Gracias a las investigaciones de Ángel Viñas, poca duda cabe sobre las razones que motivaron la participación nazi en la Guerra Civil española. El apoyo alemán a los generales rebeldes se produjo como resultado de una decisión deliberada de Hitler, que consideró que la ayuda a Franco favorecía los intereses esenciales para la política exterior del Tercer Reich. Tal fue el caso a lo largo de toda la guerra. El Führer vio en el conflicto español una oportunidad para empujar la política de apaciguamiento a sus límites y así socavar la hegemonía anglo-francesa de las relaciones internacionales. Hitler era perfectamente consciente del temor de los británicos a la amenaza comunista, y especuló conscientemente con ellos. En palabras del embajador francés en Berlín en aquellos años, André François Poncet:

Rara vez he visto un esfuerzo mayor del gobierno nacionalsocialista para influir en Gran Bretaña. Se cree que los sucesos de España impresionarán a los conservadores británicos y les abrirán los ojos sobre la realidad del peligro soviético y los riesgos de una amistad excesiva con una Francia ya contaminada, alejándoles así de nuestro país. Todo son pródigas atenciones a sir Robert Vansittart, que está de visita en Berlín. Sus esperanzas de que las circunstancias favorezcan un acercamiento anglo-germano crecen de día en día.
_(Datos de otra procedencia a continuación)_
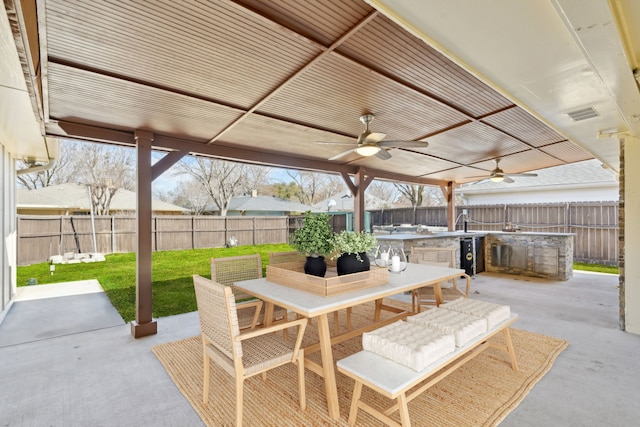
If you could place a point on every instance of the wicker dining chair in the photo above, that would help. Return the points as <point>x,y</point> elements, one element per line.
<point>293,256</point>
<point>443,257</point>
<point>242,355</point>
<point>228,270</point>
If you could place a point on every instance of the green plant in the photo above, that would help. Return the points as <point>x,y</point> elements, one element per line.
<point>351,242</point>
<point>315,236</point>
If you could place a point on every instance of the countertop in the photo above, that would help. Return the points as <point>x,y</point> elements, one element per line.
<point>461,234</point>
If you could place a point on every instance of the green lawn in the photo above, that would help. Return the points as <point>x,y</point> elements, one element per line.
<point>172,270</point>
<point>595,267</point>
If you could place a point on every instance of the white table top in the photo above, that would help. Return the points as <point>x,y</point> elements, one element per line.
<point>312,305</point>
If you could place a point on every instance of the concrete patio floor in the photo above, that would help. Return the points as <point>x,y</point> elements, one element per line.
<point>68,359</point>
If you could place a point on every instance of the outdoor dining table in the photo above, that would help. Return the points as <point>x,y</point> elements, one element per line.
<point>311,306</point>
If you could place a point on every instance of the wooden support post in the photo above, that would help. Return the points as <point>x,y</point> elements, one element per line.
<point>449,196</point>
<point>144,324</point>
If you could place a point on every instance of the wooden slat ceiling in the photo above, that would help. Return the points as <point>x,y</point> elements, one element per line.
<point>276,77</point>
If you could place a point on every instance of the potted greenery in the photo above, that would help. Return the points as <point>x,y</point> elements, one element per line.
<point>315,240</point>
<point>351,249</point>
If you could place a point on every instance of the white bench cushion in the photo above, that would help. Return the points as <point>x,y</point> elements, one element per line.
<point>494,313</point>
<point>464,327</point>
<point>410,345</point>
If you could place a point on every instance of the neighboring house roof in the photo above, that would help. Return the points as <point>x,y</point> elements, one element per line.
<point>76,197</point>
<point>344,202</point>
<point>581,181</point>
<point>263,204</point>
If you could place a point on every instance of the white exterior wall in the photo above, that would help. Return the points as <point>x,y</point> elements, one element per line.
<point>8,226</point>
<point>632,234</point>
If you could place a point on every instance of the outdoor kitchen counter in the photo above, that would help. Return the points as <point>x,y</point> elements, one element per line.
<point>536,254</point>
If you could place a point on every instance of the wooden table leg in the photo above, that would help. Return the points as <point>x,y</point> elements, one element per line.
<point>378,310</point>
<point>330,385</point>
<point>268,314</point>
<point>512,352</point>
<point>437,293</point>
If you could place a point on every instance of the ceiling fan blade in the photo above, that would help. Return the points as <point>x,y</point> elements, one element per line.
<point>383,154</point>
<point>521,174</point>
<point>374,137</point>
<point>404,144</point>
<point>335,143</point>
<point>344,153</point>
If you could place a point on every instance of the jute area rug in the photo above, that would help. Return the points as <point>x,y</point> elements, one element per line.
<point>480,393</point>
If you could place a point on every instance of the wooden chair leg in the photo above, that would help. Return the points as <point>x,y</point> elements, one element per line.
<point>301,384</point>
<point>239,398</point>
<point>353,412</point>
<point>205,373</point>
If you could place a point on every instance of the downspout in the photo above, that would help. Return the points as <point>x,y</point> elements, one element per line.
<point>93,223</point>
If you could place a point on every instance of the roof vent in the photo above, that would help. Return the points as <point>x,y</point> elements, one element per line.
<point>583,114</point>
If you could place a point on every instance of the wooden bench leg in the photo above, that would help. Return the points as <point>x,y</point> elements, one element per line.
<point>403,409</point>
<point>353,412</point>
<point>512,353</point>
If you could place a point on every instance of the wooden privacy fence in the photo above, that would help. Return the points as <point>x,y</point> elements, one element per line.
<point>595,224</point>
<point>40,237</point>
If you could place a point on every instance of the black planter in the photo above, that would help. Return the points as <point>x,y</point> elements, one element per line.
<point>349,263</point>
<point>316,266</point>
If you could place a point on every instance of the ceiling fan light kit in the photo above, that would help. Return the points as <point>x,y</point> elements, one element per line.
<point>368,150</point>
<point>372,143</point>
<point>498,175</point>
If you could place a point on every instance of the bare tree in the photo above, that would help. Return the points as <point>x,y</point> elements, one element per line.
<point>256,178</point>
<point>433,196</point>
<point>384,192</point>
<point>412,193</point>
<point>63,170</point>
<point>314,187</point>
<point>189,194</point>
<point>105,169</point>
<point>221,179</point>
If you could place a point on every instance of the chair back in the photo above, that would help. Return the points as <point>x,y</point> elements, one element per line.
<point>228,270</point>
<point>442,257</point>
<point>218,317</point>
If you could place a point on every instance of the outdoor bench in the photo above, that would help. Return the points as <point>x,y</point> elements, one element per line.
<point>398,382</point>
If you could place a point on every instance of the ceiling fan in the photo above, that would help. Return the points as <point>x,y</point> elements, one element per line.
<point>498,175</point>
<point>372,144</point>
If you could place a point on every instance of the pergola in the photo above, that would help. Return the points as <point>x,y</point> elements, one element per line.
<point>262,82</point>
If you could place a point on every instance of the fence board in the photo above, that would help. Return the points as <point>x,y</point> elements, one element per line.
<point>595,225</point>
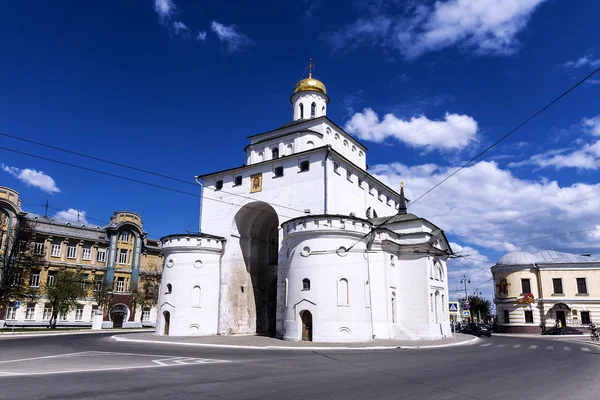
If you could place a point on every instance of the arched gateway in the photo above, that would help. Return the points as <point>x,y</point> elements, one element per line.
<point>257,225</point>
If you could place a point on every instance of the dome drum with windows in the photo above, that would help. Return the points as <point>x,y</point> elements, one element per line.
<point>309,99</point>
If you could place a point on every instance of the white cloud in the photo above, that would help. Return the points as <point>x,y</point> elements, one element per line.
<point>164,9</point>
<point>592,125</point>
<point>233,40</point>
<point>71,215</point>
<point>475,267</point>
<point>483,205</point>
<point>34,178</point>
<point>181,30</point>
<point>586,157</point>
<point>201,36</point>
<point>584,61</point>
<point>483,26</point>
<point>454,132</point>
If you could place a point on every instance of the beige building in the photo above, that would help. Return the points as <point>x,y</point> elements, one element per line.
<point>119,250</point>
<point>535,289</point>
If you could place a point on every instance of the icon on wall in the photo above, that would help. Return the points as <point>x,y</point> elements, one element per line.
<point>256,183</point>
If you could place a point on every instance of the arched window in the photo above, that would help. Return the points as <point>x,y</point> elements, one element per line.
<point>196,293</point>
<point>305,284</point>
<point>393,307</point>
<point>343,299</point>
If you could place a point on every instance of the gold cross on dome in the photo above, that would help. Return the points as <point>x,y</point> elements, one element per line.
<point>311,65</point>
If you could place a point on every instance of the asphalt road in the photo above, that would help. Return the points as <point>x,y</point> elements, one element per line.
<point>96,367</point>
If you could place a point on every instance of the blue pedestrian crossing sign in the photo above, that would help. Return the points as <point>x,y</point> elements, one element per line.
<point>453,307</point>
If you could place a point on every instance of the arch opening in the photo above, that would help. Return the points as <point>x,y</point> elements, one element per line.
<point>257,224</point>
<point>306,318</point>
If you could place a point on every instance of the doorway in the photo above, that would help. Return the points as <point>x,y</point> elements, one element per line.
<point>560,315</point>
<point>306,317</point>
<point>257,224</point>
<point>117,315</point>
<point>167,316</point>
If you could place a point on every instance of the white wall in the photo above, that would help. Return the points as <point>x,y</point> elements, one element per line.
<point>190,261</point>
<point>313,245</point>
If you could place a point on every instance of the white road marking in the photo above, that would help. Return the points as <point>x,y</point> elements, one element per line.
<point>163,361</point>
<point>53,356</point>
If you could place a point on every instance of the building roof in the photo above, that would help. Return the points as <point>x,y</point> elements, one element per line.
<point>555,257</point>
<point>544,257</point>
<point>396,218</point>
<point>517,258</point>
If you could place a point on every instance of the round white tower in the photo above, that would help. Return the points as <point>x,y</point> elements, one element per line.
<point>325,293</point>
<point>188,301</point>
<point>309,99</point>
El propio Hitler comentó a Ciano la existencia de lo que denominó «el terreno táctico» antibolchevique, queriendo significar que la intervención del Eje en España podía presentarse ante las democracias como anticomunismo desinteresado. Por añadidura, Hitler sentía una antipatía ideológica auténtica y extrema hacia el bolchevismo y la Unión Soviética. Este hecho quedó reflejado en los esfuerzos de los nazis por argumentar que la anarquía y el desorden asociados al conflicto español habían sido en realidad planeados por el Kremlin, pese al hecho de que los acontecimientos españoles habían pillado por sorpresa a la Unión Soviética.
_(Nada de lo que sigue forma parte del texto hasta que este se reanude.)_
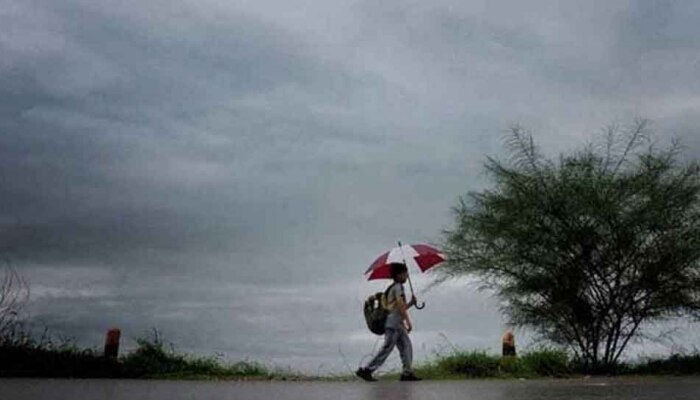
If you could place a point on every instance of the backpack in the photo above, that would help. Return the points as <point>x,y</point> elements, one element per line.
<point>376,312</point>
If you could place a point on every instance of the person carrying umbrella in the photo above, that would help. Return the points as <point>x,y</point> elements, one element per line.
<point>392,264</point>
<point>398,326</point>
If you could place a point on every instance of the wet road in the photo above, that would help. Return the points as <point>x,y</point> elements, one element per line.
<point>618,389</point>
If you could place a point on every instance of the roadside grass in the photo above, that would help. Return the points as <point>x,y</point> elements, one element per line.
<point>478,364</point>
<point>23,356</point>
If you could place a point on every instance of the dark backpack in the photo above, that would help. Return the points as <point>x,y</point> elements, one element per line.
<point>375,312</point>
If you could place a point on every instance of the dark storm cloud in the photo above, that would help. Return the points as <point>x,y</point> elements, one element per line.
<point>235,166</point>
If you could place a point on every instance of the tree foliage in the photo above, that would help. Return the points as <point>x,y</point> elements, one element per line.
<point>587,248</point>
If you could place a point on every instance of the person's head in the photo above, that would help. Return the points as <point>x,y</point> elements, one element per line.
<point>399,272</point>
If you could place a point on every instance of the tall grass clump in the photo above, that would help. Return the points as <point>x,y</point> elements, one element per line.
<point>676,364</point>
<point>152,359</point>
<point>475,364</point>
<point>546,362</point>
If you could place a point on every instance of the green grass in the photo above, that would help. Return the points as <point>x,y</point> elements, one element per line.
<point>477,364</point>
<point>22,356</point>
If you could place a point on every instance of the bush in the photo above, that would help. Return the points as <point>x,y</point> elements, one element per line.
<point>546,362</point>
<point>475,364</point>
<point>676,364</point>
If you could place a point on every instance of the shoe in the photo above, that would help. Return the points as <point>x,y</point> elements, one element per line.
<point>365,374</point>
<point>409,377</point>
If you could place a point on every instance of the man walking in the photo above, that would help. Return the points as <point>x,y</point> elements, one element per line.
<point>398,326</point>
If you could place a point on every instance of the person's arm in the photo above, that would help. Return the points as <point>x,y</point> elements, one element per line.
<point>403,310</point>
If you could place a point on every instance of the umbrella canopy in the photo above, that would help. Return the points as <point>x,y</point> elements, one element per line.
<point>422,256</point>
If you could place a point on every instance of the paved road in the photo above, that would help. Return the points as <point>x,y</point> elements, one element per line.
<point>600,389</point>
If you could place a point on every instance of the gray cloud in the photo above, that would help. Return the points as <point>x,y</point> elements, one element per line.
<point>234,166</point>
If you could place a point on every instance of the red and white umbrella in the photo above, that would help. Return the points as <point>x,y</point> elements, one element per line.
<point>421,256</point>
Sin embargo, la actitud alemana ante la Guerra Civil española estuvo, al igual que la de la Unión Soviética, determinada por su profundo análisis estratégico de la situación internacional. Hitler estaba tan asustado con la idea de una España comunista como Stalin con la de una España fascista. La razón para ello estribaba en el hecho de que a mediados de los años treinta, tanto para Alemania como para la Unión Soviética la posición de Francia era crucial, y la situación francesa tenía una íntima relación con el desarrollo de los acontecimientos en España. Tal como comentó el vizconde Chilston, embajador británico en Moscú, «todo peligro para Francia es un peligro para la Unión Soviética». Según los cálculos de Hitler, una victoria de las fuerzas del Frente Popular en España representaría un paso adelante en la creación de un bloque izquierdista en Europa, destinado, con toda seguridad, a chocar con los planes de expansión imperialista del Tercer Reich en la Europa central y oriental. La conquista del Lebensraum dependía de la derrota previa de Francia, y esa derrota sería mucho más difícil si no se eliminaba primero el Frente Popular español.
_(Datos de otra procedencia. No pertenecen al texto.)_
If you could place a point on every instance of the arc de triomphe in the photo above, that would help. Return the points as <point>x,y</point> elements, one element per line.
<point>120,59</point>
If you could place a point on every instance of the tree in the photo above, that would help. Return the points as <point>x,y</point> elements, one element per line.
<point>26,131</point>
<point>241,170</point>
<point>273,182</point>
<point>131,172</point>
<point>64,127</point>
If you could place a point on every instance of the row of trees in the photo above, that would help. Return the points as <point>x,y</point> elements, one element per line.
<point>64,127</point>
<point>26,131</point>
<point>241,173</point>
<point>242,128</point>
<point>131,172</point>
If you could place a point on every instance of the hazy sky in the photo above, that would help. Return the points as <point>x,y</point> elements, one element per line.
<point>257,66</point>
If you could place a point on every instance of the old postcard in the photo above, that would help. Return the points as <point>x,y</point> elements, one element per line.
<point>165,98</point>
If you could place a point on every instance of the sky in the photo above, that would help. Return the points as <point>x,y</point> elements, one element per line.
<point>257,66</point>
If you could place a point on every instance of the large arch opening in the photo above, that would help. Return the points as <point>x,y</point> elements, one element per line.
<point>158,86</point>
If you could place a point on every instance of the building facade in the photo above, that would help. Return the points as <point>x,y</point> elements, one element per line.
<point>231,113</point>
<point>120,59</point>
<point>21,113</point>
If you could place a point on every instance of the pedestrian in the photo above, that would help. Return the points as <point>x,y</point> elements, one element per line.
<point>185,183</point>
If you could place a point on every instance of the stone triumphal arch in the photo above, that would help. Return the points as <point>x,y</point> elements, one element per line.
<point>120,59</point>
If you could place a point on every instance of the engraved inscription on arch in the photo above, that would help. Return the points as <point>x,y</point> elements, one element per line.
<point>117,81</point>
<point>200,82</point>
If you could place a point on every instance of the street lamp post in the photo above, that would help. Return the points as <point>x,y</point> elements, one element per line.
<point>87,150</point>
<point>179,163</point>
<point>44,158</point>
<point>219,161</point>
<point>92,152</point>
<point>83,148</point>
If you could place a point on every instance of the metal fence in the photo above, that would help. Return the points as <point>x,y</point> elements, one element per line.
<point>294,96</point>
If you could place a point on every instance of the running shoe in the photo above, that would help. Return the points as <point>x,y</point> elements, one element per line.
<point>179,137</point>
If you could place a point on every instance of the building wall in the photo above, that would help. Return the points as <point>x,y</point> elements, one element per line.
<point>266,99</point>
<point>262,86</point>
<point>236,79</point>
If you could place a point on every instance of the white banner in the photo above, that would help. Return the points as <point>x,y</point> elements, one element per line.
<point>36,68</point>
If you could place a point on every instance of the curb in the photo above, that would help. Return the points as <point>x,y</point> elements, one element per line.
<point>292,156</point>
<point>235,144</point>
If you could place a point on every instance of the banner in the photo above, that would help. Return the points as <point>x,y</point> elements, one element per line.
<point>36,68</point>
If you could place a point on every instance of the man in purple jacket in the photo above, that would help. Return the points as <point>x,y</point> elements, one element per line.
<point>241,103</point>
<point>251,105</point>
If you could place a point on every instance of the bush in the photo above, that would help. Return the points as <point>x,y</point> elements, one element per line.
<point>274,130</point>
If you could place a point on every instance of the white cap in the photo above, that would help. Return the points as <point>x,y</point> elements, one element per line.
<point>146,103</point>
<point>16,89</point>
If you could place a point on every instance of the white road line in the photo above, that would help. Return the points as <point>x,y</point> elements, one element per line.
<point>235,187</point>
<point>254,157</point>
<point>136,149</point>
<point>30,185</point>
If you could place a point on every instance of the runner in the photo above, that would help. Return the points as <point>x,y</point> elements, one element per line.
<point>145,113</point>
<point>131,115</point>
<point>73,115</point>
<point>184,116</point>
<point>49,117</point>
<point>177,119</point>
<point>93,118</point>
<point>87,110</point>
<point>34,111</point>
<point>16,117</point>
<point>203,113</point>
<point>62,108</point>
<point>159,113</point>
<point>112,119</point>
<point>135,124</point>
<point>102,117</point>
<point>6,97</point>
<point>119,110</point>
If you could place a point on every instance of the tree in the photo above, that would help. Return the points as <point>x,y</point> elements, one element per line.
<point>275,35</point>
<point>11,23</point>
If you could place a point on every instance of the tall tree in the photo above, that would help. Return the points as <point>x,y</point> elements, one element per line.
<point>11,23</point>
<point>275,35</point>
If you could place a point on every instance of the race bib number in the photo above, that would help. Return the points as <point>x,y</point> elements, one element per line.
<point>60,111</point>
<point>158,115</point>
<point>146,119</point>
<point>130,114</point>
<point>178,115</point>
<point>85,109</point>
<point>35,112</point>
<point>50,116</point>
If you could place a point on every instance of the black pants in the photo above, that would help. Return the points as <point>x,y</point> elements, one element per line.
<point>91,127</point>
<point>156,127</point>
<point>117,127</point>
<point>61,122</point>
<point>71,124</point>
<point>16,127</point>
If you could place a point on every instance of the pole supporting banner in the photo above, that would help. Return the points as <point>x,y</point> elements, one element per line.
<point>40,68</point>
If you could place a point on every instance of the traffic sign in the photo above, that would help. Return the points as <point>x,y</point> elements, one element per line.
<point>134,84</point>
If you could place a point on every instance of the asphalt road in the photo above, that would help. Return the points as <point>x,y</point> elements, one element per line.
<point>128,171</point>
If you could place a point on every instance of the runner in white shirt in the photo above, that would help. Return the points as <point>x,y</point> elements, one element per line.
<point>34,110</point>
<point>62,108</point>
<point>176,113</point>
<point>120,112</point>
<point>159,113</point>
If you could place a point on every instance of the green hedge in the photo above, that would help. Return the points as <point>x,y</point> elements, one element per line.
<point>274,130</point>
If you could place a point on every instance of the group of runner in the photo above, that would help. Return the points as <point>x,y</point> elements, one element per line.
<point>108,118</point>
Se han descartado las sugerencias de que la intervención de Hitler en España se debió a las perspectivas de obtener ventajas económicas. Aunque los recursos minerales de España podían resultar tentadores para una Alemania volcada en el objetivo del rearme, no fue ése el principal atractivo para Hitler. El mineral de hierro español solo representaba el 6,6 por ciento del consumo alemán en 1935 y las piritas cupríferas españolas alcanzaban el 46 por ciento del total de las importaciones alemanas de piritas. No obstante, en ningún caso peligraban los suministros a través de los canales normales. Además, incluso en la época de la gran crisis del comercio exterior del Tercer Reich a principios de 1936, las importaciones de mineral español no se vieron afectadas, debido a que la balanza comercial alemana con España era extraordinariamente favorable. Las razones de la posición alemana en la Guerra Civil española fueron más bien un reflejo simétrico de las de la Unión Soviética. Hitler deseaba evitar la creación de una «España soviética», pero todavía no estaba dispuesto a provocar un conflicto europeo por culpa de una implicación excesiva en los asuntos españoles. Del mismo modo que Stalin deseaba una victoria republicana sin ningún exceso revolucionario, Hitler apoyaba una victoria de las fuerzas rebeldes, pero sin alarmar ni enfrentarse a las potencias occidentales.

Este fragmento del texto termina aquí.